Ten manifest użytkownika Grzelo przeczytało już 943 czytelników!
Łącznie swój komentarz zostawiło 0 z nich.
Dziś chciałbym zaproponować Wam tekst, który napisałem przed kilkoma tygodniami. Co prawda, niektóre kwestie nie są już najbardziej akutalne, jednak wydaje mi się, że dotyka on problemu ponadczasowego i teraz, już po wyleczeniu transferowej gorączki, może być on ciekawą lekturą. Zapraszam!
Gdy tylko wczorajszego poranka włączyłem komputer i zajrzałem na legia.com, ujrzałem wiadomość autorstwa mojego redakcyjnego kolegi - Emila - na temat opuszczenia zgrupowania w Mijas przez dwóch testowanych zawodników.

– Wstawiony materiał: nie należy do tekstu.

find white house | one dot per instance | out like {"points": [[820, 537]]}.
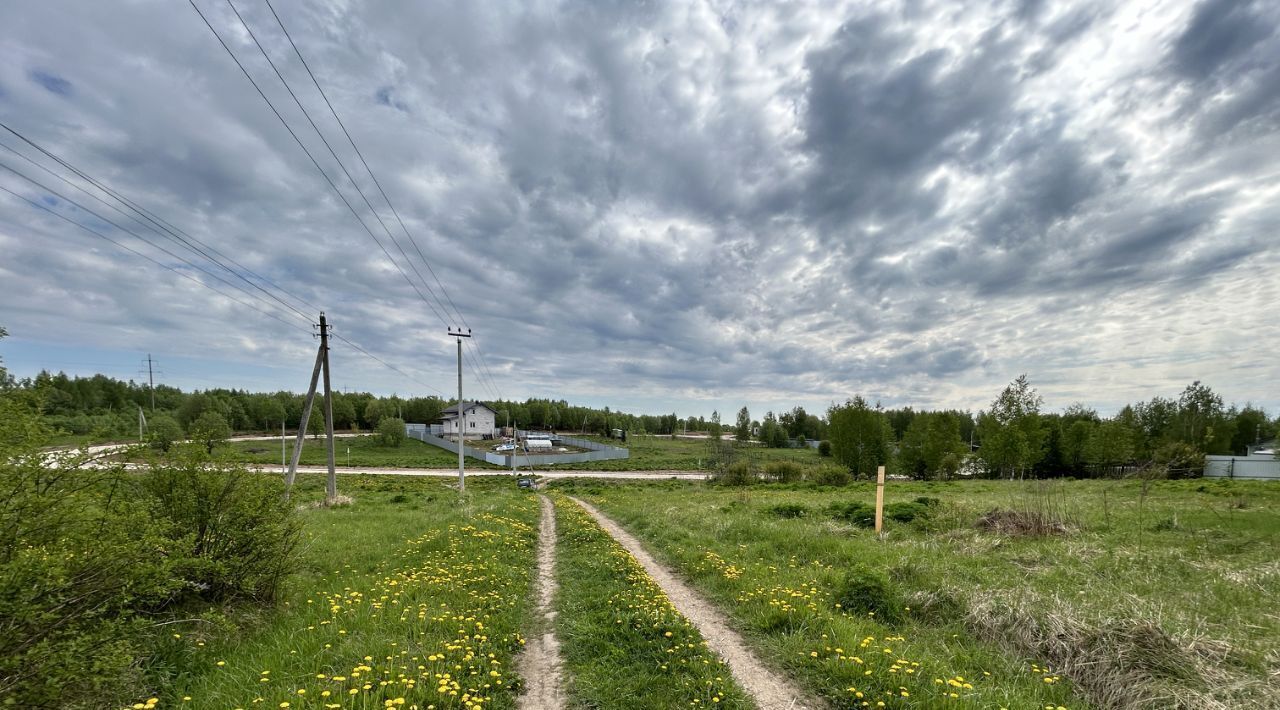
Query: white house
{"points": [[479, 420]]}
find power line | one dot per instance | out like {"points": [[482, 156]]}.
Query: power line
{"points": [[164, 232], [376, 183], [131, 250], [387, 363], [368, 169], [301, 145], [343, 168]]}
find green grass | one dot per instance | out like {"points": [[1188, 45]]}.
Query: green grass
{"points": [[662, 453], [365, 450], [405, 594], [1162, 596], [624, 642]]}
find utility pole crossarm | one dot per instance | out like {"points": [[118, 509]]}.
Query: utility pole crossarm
{"points": [[460, 334]]}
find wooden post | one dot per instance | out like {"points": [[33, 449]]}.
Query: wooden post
{"points": [[302, 424], [880, 500], [332, 486]]}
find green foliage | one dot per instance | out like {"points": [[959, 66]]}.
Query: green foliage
{"points": [[210, 430], [743, 431], [787, 511], [1179, 459], [92, 558], [391, 431], [863, 514], [737, 473], [932, 447], [868, 592], [784, 471], [860, 436], [236, 528], [1013, 435], [1110, 443], [163, 433], [830, 475]]}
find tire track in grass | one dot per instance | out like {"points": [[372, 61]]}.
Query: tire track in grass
{"points": [[540, 663], [768, 687]]}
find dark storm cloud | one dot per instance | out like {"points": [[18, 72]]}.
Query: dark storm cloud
{"points": [[688, 202], [50, 82], [1220, 33]]}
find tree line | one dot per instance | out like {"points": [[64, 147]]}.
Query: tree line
{"points": [[1014, 438]]}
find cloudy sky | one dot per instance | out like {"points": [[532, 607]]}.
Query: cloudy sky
{"points": [[658, 206]]}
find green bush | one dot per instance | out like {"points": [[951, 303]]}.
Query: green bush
{"points": [[784, 471], [210, 430], [863, 514], [737, 473], [163, 433], [830, 476], [868, 592], [391, 431], [787, 511], [92, 559], [237, 532]]}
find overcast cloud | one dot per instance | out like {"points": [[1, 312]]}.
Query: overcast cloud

Nie wiem czemu, ale zupełnie szczerze zrobiło mi się żal. Żal, że ci gracze nie dostali trochę więcej szans. I tak się zastanawiam, w jakim stopniu możliwe jest ocenienie przydatności danego piłkarza do drużyny po kilku, no, ewentualnie kilkunastu dniach treningów?
Myślę sobie - oho, taki wyjazd w zdecydowanej większości przypadków sprawia, że zawodnikowi już nigdy więcej nie będzie dane przywdziać trykotu drużyny, w której miał szansę zagrać. Został odrzucony, skreślony, pozostawiony na lodzie. I tak siedzę, i się zastanawiam, dumam i rozmyślam - a co będzie, jeśli taki Kassenu za kilka tygodni trafi do mocnej europejskiej drużyny i zacznie podbijać tamtejsze stadiony, a Legia znowu będzie pluła sobie w brodę, że puściła tak dobrego piłkarza? Każdy z nas, kibiców Legii, boi się takiej sytuacji, wspominając przy tym Bernarda Parkera, hasającego po murawie w barwach FC Twente podczas meczów z Ajaksem czy Feyenoordem. W głowach nadal mamy eliminacje do tegorocznej edycji Ligi Mistrzów, kiedy to bramki Nikity Andriejewa, któremu podziękowano po kilku dniach treningów na siłowni, wyeliminowały krakowską Wisłę z tych rozgrywek. Boimy się sytuacji, kiedy prawdziwy piłkarski diament znów wymknie nam się z rąk i odpłynie tak daleko, że nie będziemy mieli szansy uchwycić go ponownie. A wszystko to tylko dlatego, że podczas testów nie pokazał pełni swoich umiejętności.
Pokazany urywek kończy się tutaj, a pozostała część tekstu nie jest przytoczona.